Dünyanın, dünü de bugünü de kötülük. Tarihin sayfaları ya da bugünün yaşanılanları, her noktasında güzelliklerden daha fazla kötülüğü ve kederi taşıyor. Fakat ben, kötülüğün tanımını 2014 Ağustos’unda yaptım. Savrulan, katledilen bir halka, susuzluktan yaşamını yitiren çocuklara, seks kölesi olmak üzere kaçırılan kadınlara şahit olmak, yaşananlarla ilgili duyumlar almak, bir tanım oturttu aklımda. İşte bu kötülük olmalıydı. Yoksa insanlar nasıl bu kadar kanatılırdı?
Ağustos 2014 tarihinde Şengal’de korkunç bir “şey” oldu ve orada yaşayan Ezidiler büyük bir katliamın ortasında adeta çakılı kaldı. Her şey dünyanın gözü önünde gerçekleşti.

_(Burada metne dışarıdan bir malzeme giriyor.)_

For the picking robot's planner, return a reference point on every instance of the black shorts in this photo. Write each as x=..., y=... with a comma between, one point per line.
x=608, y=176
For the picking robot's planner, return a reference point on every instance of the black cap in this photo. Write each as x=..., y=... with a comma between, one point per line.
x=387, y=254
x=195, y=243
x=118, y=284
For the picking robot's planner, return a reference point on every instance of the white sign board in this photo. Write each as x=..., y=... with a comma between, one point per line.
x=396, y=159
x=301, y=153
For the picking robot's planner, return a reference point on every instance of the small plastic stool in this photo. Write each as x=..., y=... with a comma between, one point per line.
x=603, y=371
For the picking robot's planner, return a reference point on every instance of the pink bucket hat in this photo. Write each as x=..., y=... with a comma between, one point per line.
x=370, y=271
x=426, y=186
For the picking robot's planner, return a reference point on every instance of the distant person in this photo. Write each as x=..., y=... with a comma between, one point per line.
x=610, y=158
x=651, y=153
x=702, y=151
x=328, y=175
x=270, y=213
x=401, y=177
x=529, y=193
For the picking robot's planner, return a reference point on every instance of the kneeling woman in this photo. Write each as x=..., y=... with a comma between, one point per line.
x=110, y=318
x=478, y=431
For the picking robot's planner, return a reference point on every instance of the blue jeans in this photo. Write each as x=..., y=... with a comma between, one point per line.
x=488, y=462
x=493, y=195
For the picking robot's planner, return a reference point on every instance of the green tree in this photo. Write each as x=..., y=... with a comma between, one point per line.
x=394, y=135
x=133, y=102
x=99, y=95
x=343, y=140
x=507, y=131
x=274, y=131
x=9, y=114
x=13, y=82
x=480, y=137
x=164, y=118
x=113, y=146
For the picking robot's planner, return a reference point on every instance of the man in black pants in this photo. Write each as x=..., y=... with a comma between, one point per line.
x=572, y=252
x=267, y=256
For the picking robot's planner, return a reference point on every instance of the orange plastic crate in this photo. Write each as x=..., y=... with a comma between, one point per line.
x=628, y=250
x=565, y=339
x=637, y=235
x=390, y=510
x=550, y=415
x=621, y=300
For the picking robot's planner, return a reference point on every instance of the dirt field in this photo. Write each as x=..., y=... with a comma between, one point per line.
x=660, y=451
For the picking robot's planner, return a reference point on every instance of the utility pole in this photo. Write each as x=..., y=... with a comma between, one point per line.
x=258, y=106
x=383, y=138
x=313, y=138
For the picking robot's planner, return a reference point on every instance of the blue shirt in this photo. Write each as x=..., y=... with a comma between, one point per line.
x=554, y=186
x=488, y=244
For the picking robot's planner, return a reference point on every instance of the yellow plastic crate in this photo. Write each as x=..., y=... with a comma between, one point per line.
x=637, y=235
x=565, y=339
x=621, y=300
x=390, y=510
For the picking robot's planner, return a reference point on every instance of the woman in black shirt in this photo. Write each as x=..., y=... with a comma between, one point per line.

Sayısız insan zorlu bir göç yoluna düştü, sıcak ve susuzlukla boğuştu. Bunlar görünenlerdi, bir de duyulanlar vardı. Katliamın tanıkları, yaşananları tüm açıklığıyla aktardı. Halk Müslüman olmaya zorlandı, erkeklerin bedenleri evlerinin bahçesinde tarandı. Kadınlar ele geçmemek için uçurumdan atladı. Göz önünde yaşatılanlar ya da anlatılanlar dışında, bir de kapalı kapılar ardında yaşananlar vardı.
Kaçırılan Ezidi’lerden bir haber almak mümkün değildi. Soykırımda çocuklar adeta bir savruluş içine girdi, erkekler öldürüldü, kadınlar cariye yapılmak üzere esaret altına alındı. Bunun yanı sıra Şengal özgürleşince gelen bazı duyumlar, ortaya çıkan görüntüler, katliamın boyutunu bir kez daha ortaya koydu. Şehir tarumar olmuştu, sayısız toplu mezar bulunmuştu. Tüm bunlar tarihi bir dram filminin sahnesi gibi ama değil, her şey dağılan hayatlar kadar gerçek.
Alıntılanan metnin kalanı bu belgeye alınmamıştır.